Malgré l’illégalité de ces actes, les responsables informés n’ont pas jugé bon d’en référer au procureur de la République comme le leur impose pourtant l’article 40 du Code de procédure pénale. Il apparaît donc que plusieurs responsables au plus haut niveau de l’État ont tenté de dissimuler volontairement des faits qui auraient dû être signalés à l’autorité judiciaire. Ces faits ne peuvent laisser le Parlement indifférent, au moment où le pouvoir exécutif entend de surcroît diminuer ses capacités d’initiative, d’évaluation et de contrôle. Ces circonstances exceptionnelles soulignent combien la teneur du projet de réforme constitutionnelle défendu par la majorité n’est pas à la hauteur de la crise des institutions de la Ve République.
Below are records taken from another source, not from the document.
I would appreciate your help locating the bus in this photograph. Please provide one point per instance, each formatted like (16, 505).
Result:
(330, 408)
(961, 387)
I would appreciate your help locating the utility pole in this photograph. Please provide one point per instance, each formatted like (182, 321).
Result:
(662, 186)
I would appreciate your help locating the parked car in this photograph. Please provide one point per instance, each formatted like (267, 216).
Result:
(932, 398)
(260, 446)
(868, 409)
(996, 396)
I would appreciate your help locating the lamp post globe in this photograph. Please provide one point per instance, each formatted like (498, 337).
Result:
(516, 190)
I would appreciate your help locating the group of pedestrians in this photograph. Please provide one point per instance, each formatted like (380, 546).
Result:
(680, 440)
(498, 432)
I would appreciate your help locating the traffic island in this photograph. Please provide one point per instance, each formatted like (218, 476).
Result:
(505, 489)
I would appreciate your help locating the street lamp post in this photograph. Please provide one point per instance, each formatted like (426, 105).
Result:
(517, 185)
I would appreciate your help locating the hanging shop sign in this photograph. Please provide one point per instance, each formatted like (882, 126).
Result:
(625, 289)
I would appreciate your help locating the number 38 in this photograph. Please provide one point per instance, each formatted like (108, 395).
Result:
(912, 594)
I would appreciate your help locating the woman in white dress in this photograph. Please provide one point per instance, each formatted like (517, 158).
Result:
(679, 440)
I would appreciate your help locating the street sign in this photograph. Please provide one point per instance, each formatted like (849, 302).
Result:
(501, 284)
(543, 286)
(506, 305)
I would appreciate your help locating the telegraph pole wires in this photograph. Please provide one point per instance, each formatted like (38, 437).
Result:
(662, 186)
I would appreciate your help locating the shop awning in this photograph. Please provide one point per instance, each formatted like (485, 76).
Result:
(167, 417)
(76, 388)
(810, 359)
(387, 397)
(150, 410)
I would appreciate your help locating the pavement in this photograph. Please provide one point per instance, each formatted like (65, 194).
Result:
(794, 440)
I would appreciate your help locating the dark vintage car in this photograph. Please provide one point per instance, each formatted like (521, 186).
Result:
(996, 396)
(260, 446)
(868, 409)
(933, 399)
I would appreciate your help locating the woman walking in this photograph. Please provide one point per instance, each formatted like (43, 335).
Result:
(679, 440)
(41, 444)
Ces faits interrogent les habitudes du président de la République en matière de sécurité, la pratique gouvernementale en matière d’ordre public, et plus généralement une pratique du pouvoir et des institutions. Ils fragilisent l’autorité de l’État. Ils expriment une irresponsabilité assumée du pouvoir alors que le Premier ministre, selon l’article 21 de la Constitution, assure l’exécution des lois et dirige l’action d’un Gouvernement qui comprend le ministre de l’Intérieur.
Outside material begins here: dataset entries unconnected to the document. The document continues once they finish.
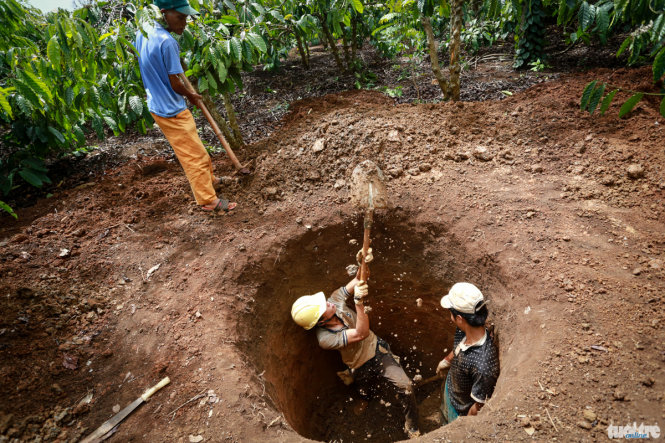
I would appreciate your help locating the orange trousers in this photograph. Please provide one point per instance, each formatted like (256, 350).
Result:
(181, 133)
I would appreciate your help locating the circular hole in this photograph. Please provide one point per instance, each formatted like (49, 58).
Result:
(411, 263)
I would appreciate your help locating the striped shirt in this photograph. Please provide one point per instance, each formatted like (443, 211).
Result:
(356, 354)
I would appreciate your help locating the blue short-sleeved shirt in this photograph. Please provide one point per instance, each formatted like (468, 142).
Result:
(159, 56)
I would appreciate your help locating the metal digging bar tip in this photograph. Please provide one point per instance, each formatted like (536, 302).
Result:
(368, 192)
(236, 164)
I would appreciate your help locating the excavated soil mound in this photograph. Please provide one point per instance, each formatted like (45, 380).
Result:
(556, 215)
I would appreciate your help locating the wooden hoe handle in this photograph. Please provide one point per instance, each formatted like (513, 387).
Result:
(215, 128)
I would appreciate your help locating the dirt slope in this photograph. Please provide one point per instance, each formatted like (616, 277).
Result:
(525, 197)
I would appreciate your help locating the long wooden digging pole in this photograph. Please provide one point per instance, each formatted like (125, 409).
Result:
(213, 124)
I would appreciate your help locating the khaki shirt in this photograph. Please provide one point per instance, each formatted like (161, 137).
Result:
(354, 355)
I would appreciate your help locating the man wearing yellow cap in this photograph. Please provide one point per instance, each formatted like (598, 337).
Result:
(371, 363)
(474, 360)
(162, 74)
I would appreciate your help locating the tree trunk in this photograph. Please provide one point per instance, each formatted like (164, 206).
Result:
(354, 37)
(434, 57)
(303, 54)
(233, 121)
(456, 17)
(332, 43)
(345, 45)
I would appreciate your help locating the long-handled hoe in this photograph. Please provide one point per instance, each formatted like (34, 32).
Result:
(213, 124)
(368, 192)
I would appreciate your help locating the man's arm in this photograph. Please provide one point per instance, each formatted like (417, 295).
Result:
(444, 364)
(180, 86)
(475, 408)
(358, 289)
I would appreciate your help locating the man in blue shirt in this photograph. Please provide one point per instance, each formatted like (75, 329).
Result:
(165, 85)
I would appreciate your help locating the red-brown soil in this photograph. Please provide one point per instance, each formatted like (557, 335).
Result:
(566, 245)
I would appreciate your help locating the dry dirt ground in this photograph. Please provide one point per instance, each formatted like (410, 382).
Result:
(556, 215)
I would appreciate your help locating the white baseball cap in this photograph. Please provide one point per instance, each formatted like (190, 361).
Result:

Pendant une semaine, le Premier ministre a refusé de s’exprimer devant l’Assemblée nationale, alors qu’il est responsable devant elle selon l’article 20 de la Constitution. Il a notamment décliné les sollicitations émanant des groupes parlementaires, en vertu de l’article 50-1 de la Constitution.

Enfin, cette crise au sommet de l’Etat a atteint l’Assemblée nationale au lendemain de l’intervention du Président de la République devant sa majorité. Depuis, les députés de la République en Marche ont fait obstruction au bon fonctionnement de la commission d’enquête parlementaire, mise en place grâce au volontarisme des groupes d’opposition. Cette commission d’enquête a été verrouillée de telle manière que ses travaux ne permettent pas de faire émerger la vérité.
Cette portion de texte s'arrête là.